Hey everyone I just found a web site called importperformanceparts.net and i'm wondering if anyone has ever bought from this web site. It looks like the have alot of good stuff. I've just never heard of it. I'm looking of buying pistons, rods and a cranck. So I really need a reliable source. If you know a better site tell. Thanks in advance.


----------



## Guest (Sep 12, 2002)

to really tell if a website is reliable, u got to make sure they have good customer service, that they are an authorized dealer, have a secure site, and all that good stuff, but i mean, if they have a lot of good stuff for our cars, i would take advantage of that, not too many people offer parts for us, the only site i've seen with the most performance/cosmetics for our cars is importpartsplus.com


----------



## toolapcfan (Jul 10, 2002)

I'd give them a try, on the stuff I looked up they were cheaper than anywhere else I've checked.
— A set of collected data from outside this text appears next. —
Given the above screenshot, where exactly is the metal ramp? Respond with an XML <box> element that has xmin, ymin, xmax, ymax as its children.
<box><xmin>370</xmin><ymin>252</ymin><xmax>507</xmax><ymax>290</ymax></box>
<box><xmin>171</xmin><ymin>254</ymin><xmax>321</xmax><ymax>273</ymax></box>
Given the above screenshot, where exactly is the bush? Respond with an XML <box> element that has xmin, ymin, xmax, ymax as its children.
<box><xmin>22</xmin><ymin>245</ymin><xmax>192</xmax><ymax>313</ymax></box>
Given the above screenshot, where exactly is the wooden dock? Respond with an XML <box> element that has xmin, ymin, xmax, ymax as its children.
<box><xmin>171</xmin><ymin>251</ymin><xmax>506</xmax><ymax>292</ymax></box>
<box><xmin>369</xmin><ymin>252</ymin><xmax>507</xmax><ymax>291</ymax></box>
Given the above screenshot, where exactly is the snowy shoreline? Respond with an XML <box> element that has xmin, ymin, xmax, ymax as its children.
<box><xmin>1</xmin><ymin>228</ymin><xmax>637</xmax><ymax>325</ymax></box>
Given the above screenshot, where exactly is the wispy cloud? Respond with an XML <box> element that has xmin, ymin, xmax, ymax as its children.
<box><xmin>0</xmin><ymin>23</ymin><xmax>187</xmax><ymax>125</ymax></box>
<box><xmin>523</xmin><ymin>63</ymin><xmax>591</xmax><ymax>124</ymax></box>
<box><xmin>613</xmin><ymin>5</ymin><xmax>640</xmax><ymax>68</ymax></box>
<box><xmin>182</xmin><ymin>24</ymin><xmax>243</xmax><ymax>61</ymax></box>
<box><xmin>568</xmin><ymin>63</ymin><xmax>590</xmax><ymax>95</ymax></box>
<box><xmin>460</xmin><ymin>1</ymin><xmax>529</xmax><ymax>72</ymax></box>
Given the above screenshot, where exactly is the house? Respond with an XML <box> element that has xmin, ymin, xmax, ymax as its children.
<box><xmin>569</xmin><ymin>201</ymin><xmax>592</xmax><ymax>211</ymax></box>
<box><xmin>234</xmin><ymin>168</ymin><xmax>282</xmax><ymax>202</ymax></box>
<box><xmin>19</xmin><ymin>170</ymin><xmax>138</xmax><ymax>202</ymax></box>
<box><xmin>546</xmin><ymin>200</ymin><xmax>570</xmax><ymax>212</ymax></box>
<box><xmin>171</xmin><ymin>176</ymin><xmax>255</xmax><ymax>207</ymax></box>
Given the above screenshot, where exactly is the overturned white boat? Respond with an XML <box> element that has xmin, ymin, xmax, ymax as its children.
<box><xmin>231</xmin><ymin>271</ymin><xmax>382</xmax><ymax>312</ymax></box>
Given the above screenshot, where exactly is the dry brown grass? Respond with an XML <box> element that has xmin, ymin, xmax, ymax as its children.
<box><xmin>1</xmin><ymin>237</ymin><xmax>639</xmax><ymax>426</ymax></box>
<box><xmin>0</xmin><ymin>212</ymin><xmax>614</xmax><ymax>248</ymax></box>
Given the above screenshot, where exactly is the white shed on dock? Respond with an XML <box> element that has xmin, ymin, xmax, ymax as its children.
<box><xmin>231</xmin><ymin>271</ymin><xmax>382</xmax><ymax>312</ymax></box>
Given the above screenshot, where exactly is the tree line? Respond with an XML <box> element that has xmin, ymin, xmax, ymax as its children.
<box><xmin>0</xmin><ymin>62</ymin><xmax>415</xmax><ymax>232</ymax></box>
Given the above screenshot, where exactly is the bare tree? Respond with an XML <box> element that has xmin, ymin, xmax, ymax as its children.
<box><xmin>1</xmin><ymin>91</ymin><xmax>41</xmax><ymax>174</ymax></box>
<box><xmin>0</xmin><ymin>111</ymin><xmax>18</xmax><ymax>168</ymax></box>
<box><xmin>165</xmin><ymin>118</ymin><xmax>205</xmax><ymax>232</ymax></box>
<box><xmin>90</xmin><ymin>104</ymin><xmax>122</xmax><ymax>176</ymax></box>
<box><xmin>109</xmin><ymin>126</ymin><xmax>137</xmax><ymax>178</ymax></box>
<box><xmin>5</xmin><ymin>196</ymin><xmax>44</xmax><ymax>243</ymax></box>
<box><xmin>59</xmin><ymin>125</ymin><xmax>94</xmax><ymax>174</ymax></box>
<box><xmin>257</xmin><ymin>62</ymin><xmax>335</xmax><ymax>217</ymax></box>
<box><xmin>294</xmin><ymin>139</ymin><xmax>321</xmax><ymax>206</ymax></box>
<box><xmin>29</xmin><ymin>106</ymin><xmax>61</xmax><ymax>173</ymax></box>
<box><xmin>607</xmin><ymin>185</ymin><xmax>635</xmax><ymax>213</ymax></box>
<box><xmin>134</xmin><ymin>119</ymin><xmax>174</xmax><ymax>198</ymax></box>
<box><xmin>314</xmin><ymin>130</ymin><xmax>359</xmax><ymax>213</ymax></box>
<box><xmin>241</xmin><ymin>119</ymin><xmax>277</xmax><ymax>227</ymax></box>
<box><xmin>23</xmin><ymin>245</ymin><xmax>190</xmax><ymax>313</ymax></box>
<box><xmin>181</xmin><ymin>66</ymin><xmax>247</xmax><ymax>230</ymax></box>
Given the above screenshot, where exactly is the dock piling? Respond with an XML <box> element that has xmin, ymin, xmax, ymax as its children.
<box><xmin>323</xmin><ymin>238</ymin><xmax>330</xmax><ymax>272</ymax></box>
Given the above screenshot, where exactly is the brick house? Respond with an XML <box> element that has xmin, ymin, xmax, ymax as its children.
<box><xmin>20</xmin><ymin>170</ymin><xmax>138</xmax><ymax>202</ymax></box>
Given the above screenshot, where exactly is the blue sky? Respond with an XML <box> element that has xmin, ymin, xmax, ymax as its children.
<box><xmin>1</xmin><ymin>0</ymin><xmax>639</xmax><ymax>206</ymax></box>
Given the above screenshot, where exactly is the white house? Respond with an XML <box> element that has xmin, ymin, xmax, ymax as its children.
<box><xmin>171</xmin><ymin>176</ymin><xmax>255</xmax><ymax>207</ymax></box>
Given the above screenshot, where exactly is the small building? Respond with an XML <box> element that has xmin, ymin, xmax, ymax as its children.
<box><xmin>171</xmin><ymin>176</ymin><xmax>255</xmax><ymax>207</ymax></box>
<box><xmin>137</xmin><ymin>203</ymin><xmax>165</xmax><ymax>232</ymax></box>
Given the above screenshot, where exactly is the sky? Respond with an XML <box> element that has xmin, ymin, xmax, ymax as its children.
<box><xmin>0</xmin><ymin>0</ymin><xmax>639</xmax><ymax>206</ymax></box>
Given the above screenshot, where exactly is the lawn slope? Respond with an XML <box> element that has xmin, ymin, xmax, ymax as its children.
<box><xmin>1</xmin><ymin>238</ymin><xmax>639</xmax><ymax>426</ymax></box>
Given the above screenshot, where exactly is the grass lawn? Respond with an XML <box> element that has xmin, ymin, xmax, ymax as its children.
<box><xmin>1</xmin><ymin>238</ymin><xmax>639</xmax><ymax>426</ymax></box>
They have short throw shifters for $55, don't know how good they are. Their ACT clutches were cheaper, Fidanza flywheels were cheaper. I'm going to bookmark that site. Check out www.nopionline.com they've got a lot of stuff and their prices are pretty good on certain things, but you should always shop around, and their customer service has been questionable as of lately.


----------



## Teknokid (Jun 1, 2002)

check out www.autodynamic.com. I have purchased some stuff from them, not online but at their warehouse. They are really helpful and courteous people.


----------